Black market rates are even weaker, a sign that although the central bank managed to stem the slide in official trade last week, Egyptians are nervous about holding on to pounds.
Some dealers tout discreetly outside regulated foreign exchange bureaux and banks in Cairo, illegally offering a better rate to those looking to sell hard currency.
“There are no dollars. Everyone that walks in asks for dollars, but supply is scarce,” one of the dealers said.
The central bank took steps last week to manage the rate including narrowing the pound’s trading band. It was last bid at 6.71 to the US dollar on Sunday in interbank trade.
That is 13.4 percent weaker than its level on the eve of the uprising that led to Mubarak’s downfall, pitching Egypt into two years of turmoil that has scared off tourists and investors.
On Cairo’s streets, one dealer offered to sell US dollars at a rate of 6.95 on Thursday — 3.5 percent weaker than the official price. Another asked for 6.89 pounds to the US dollar.
The pound’s decline has been reflected in a drop in Egypt’s foreign reserves, which fell to US$13.6 billion at the end of last month — below the US$15 billion level needed to cover three months’ imports. The reserves stood at US$36 billion on the eve of the uprising against Mubarak.
Complicating a business climate already weighed down by political unrest, some importers say they are having to source their foreign exchange needs from what they call the parallel or open market.
One senior executive at an Egyptian company that imports goods from abroad said companies were able to source their US dollar needs from the black market, but forecast that supply would tighten further in the coming weeks.
“Corporates are not having problems arranging for US dollars from the open market. However, there is a spread that ranges between 16 to 20 piasters between the bank rates and the open market,” he said.
“What will happen?
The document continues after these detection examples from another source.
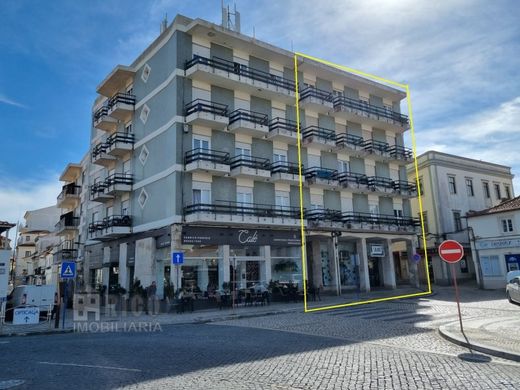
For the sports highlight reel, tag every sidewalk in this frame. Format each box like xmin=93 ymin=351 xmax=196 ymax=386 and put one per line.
xmin=0 ymin=288 xmax=430 ymax=337
xmin=439 ymin=315 xmax=520 ymax=362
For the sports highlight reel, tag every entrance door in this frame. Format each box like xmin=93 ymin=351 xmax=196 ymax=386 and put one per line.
xmin=368 ymin=257 xmax=381 ymax=287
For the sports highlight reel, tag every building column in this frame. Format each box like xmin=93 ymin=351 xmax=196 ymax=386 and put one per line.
xmin=406 ymin=240 xmax=418 ymax=288
xmin=381 ymin=239 xmax=397 ymax=289
xmin=218 ymin=245 xmax=230 ymax=289
xmin=134 ymin=237 xmax=156 ymax=288
xmin=117 ymin=242 xmax=129 ymax=291
xmin=358 ymin=238 xmax=370 ymax=292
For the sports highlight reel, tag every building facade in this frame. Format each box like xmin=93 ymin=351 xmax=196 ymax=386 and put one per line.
xmin=468 ymin=197 xmax=520 ymax=289
xmin=63 ymin=16 xmax=419 ymax=295
xmin=408 ymin=151 xmax=514 ymax=285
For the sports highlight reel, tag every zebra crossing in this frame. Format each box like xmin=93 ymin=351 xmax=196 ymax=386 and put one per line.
xmin=327 ymin=304 xmax=457 ymax=326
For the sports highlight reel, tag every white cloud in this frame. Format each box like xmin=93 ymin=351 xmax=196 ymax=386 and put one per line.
xmin=0 ymin=178 xmax=61 ymax=239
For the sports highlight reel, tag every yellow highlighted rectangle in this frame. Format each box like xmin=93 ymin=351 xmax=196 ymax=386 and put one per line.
xmin=294 ymin=52 xmax=432 ymax=313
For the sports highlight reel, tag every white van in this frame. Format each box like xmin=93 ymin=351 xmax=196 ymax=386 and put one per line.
xmin=7 ymin=284 xmax=56 ymax=310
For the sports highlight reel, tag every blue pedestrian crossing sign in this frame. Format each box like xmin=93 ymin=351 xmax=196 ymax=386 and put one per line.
xmin=60 ymin=261 xmax=76 ymax=279
xmin=172 ymin=252 xmax=184 ymax=264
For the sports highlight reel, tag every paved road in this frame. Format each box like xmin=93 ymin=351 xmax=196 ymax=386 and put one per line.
xmin=0 ymin=286 xmax=520 ymax=390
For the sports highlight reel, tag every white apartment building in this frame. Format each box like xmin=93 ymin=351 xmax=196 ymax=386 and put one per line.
xmin=408 ymin=151 xmax=514 ymax=285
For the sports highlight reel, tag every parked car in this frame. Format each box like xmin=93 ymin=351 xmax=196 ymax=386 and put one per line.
xmin=506 ymin=276 xmax=520 ymax=303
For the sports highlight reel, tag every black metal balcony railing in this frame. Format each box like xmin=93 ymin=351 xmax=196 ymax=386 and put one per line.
xmin=88 ymin=215 xmax=132 ymax=233
xmin=336 ymin=133 xmax=365 ymax=149
xmin=338 ymin=172 xmax=368 ymax=187
xmin=184 ymin=148 xmax=229 ymax=164
xmin=229 ymin=154 xmax=270 ymax=170
xmin=185 ymin=55 xmax=295 ymax=92
xmin=229 ymin=108 xmax=269 ymax=126
xmin=393 ymin=180 xmax=417 ymax=193
xmin=303 ymin=167 xmax=338 ymax=180
xmin=305 ymin=209 xmax=342 ymax=222
xmin=105 ymin=132 xmax=135 ymax=148
xmin=300 ymin=86 xmax=333 ymax=103
xmin=58 ymin=183 xmax=81 ymax=200
xmin=388 ymin=145 xmax=413 ymax=161
xmin=302 ymin=126 xmax=336 ymax=141
xmin=105 ymin=173 xmax=134 ymax=187
xmin=271 ymin=161 xmax=303 ymax=175
xmin=368 ymin=176 xmax=394 ymax=190
xmin=184 ymin=99 xmax=228 ymax=116
xmin=334 ymin=96 xmax=408 ymax=126
xmin=269 ymin=117 xmax=298 ymax=133
xmin=184 ymin=200 xmax=300 ymax=219
xmin=107 ymin=92 xmax=135 ymax=110
xmin=342 ymin=212 xmax=419 ymax=227
xmin=365 ymin=139 xmax=390 ymax=154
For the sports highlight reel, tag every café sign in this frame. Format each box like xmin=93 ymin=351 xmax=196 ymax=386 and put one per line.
xmin=182 ymin=226 xmax=301 ymax=246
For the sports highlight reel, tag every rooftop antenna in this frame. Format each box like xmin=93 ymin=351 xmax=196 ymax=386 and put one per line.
xmin=221 ymin=0 xmax=240 ymax=33
xmin=160 ymin=14 xmax=168 ymax=34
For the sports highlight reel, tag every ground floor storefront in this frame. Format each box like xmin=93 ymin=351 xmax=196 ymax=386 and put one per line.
xmin=82 ymin=225 xmax=425 ymax=299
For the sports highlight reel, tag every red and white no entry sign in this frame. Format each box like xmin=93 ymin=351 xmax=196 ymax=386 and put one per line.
xmin=439 ymin=240 xmax=464 ymax=263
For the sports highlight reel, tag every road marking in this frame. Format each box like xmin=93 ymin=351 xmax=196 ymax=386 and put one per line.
xmin=38 ymin=362 xmax=141 ymax=372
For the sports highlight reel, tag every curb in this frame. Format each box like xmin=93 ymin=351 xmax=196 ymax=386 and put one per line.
xmin=439 ymin=325 xmax=520 ymax=362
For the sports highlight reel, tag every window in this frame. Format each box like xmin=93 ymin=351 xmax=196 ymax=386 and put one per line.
xmin=501 ymin=218 xmax=513 ymax=233
xmin=275 ymin=191 xmax=289 ymax=209
xmin=338 ymin=160 xmax=350 ymax=173
xmin=448 ymin=176 xmax=457 ymax=194
xmin=193 ymin=189 xmax=211 ymax=204
xmin=466 ymin=179 xmax=475 ymax=196
xmin=482 ymin=181 xmax=491 ymax=199
xmin=494 ymin=183 xmax=502 ymax=200
xmin=193 ymin=134 xmax=210 ymax=150
xmin=504 ymin=185 xmax=511 ymax=199
xmin=419 ymin=211 xmax=430 ymax=234
xmin=419 ymin=176 xmax=424 ymax=196
xmin=480 ymin=255 xmax=502 ymax=276
xmin=453 ymin=211 xmax=462 ymax=232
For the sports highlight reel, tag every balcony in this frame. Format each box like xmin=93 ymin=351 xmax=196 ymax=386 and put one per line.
xmin=267 ymin=117 xmax=298 ymax=145
xmin=228 ymin=109 xmax=269 ymax=138
xmin=299 ymin=86 xmax=334 ymax=114
xmin=365 ymin=139 xmax=390 ymax=161
xmin=56 ymin=183 xmax=81 ymax=209
xmin=388 ymin=145 xmax=413 ymax=164
xmin=302 ymin=126 xmax=336 ymax=150
xmin=104 ymin=173 xmax=134 ymax=196
xmin=303 ymin=167 xmax=339 ymax=190
xmin=92 ymin=142 xmax=116 ymax=167
xmin=368 ymin=176 xmax=394 ymax=194
xmin=229 ymin=154 xmax=271 ymax=180
xmin=184 ymin=201 xmax=300 ymax=226
xmin=90 ymin=182 xmax=114 ymax=203
xmin=271 ymin=161 xmax=303 ymax=184
xmin=305 ymin=208 xmax=343 ymax=229
xmin=92 ymin=106 xmax=117 ymax=132
xmin=184 ymin=148 xmax=230 ymax=176
xmin=54 ymin=212 xmax=79 ymax=235
xmin=393 ymin=180 xmax=417 ymax=197
xmin=336 ymin=133 xmax=365 ymax=156
xmin=107 ymin=93 xmax=135 ymax=122
xmin=105 ymin=133 xmax=134 ymax=157
xmin=184 ymin=99 xmax=229 ymax=130
xmin=88 ymin=215 xmax=132 ymax=241
xmin=338 ymin=172 xmax=368 ymax=192
xmin=333 ymin=96 xmax=408 ymax=131
xmin=185 ymin=55 xmax=295 ymax=104
xmin=342 ymin=212 xmax=419 ymax=234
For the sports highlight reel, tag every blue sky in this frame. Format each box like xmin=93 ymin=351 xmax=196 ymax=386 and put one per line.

Most probably you will start seeing products disappearing from supermarket shelves,” he said. “The challenges that we are facing now are nothing compared to what we could be heading to.”
Central bank governor Hisham Ramez has said he is not worried about the emergence of a black market.
Bonook El Youm, a weekly supplement published by the financial daily Al-Alam Al-Youm, quoted him as saying he is confident the authorities have the tools to eliminate it completely.
There is no sign of dealers being targeted by the police.
Bankers seeking to meet their clients’ foreign currency needs through official channels face a wait of weeks or months, said one who deals with major corporate clients.
“I used to order it and get it on the next day or the following one at most,” said the banker, speaking on condition of anonymity because he was not permitted to talk to the media.
The decline in foreign reserves drove the central bank to introduce the system of regular US dollar auctions in late December to avoid a full blown currency crisis.